Obviously, The Turk was a fraud. When von Kempelen decided to build his marvel (after a promise to Empress Maria Theresa to astound her), he had to find a way to direct the actions of the automaton. In his 1789 book, Overview and illustration of Mr Kempelen’s chess playing machine, Joseph Racknitz claims to have worked out the secrets, and there is plenty of material online to illustrate how a man could have stowed away in the Turk’s machinery and operated the chess-player’s arm.
But what sort of man would agree to part of such an elaborate farce? In Lohr’s novel, that man is a desperate dwarf, Tibor Scardanelli, who is at first hired — and later blackmailed — by von Kempelen, to provide the chess-playing genius, the ghost in his machine.
It’s a story full of court intrigue and human heartbreak. Tibor, the dwarf, was driven away from his family at just 14 years of age. He spends a number of years at a monastary, where he learns to play chess and exhibits a particular genius for it. After being made a scapegoat and driven away from the monastary, he makes a living as he can, often playing chess for small stakes in taverns and inns. As he is devising his machine, von Kempelen recalls seeing the dwarf play and seeks him out to offer him a very special commission.
Imperial courts are full of gossip and back-stabbing. Wolfgang von Kempelen’s fame comes at the expense of the Court Mechanician, Friedrich Knaus. Knaus will do anything to expose the fraud, including sending a lovely young courtesean to seduce von Kempelen or his assistant by posing as a housemaid. When a noblewoman (formerly von Kempelen’s mistress) dies under suspicious circumstances, many people whisper that it is The Turk who committed the crime.
Tibor, for all his faults, is at heart a very good man.

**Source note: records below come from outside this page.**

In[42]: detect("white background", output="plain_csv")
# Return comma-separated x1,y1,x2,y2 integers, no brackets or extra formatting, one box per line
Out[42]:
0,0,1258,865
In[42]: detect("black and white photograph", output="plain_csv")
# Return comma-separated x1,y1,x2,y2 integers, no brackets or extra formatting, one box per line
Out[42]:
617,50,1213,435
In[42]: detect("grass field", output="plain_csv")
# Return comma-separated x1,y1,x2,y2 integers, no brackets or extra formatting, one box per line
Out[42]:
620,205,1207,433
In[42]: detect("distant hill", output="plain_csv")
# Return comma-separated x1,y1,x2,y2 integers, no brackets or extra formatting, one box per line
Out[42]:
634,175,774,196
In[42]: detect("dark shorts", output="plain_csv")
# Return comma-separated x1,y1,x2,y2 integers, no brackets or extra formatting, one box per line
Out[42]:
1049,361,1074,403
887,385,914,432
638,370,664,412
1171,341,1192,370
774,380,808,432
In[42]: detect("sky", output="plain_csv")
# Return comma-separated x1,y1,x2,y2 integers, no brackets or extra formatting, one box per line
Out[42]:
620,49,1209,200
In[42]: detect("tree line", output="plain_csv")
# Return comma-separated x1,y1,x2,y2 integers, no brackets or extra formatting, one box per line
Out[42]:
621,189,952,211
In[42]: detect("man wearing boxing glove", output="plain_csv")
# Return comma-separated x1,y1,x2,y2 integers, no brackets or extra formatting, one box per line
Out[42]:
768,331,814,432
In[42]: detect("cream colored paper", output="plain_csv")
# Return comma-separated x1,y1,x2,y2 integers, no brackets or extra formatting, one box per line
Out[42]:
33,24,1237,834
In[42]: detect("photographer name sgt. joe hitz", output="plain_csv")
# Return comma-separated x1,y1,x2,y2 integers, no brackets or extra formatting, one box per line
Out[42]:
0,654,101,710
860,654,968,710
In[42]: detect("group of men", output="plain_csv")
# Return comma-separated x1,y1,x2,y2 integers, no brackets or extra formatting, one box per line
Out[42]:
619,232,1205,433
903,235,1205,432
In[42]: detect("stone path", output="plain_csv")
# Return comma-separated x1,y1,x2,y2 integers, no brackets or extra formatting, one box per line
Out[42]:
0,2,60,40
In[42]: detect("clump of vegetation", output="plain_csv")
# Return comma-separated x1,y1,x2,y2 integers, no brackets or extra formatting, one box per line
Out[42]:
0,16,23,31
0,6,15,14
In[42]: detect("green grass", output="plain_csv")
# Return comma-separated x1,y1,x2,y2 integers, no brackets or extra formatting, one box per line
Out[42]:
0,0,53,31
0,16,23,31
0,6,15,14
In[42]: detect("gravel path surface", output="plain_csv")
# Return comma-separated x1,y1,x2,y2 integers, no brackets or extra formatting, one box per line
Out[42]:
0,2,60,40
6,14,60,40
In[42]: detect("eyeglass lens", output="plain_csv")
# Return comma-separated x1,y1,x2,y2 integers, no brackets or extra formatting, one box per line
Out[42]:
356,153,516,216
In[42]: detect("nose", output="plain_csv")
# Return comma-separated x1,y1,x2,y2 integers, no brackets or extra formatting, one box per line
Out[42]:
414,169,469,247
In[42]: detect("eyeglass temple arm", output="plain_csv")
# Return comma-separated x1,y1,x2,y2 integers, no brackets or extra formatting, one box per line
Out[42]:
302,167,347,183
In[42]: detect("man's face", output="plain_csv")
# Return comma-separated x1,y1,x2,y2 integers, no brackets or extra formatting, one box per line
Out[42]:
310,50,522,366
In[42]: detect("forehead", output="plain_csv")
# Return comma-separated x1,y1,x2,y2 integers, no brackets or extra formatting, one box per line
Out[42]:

He feels tremendous guilt for his past sins and for The Turk’s involvement in the noblewoman’s death. von Kempelen uses that guilt to blackmail and threaten Tibor, forcing him to spend most of his waking hours locked inside a small chamber inside the automaton. He is unable to leave von Kempelen’s house, for fear that someone will see him and connect him to von Kempelen. His only friends are Jakob, von Kempelen’s assistant, and Elise, the maid/courtesean. He is forced into a power play that cannot end happily for anyone involved.
Of course, there is no way to know if the first “brain” inside The Turk was a dwarf, but the story is compelling and full of wonderful historical detail. When I read historical fiction, I want to be swept up in the story and completely forget that I am actually getting a history lesson. This book succeeded admirably.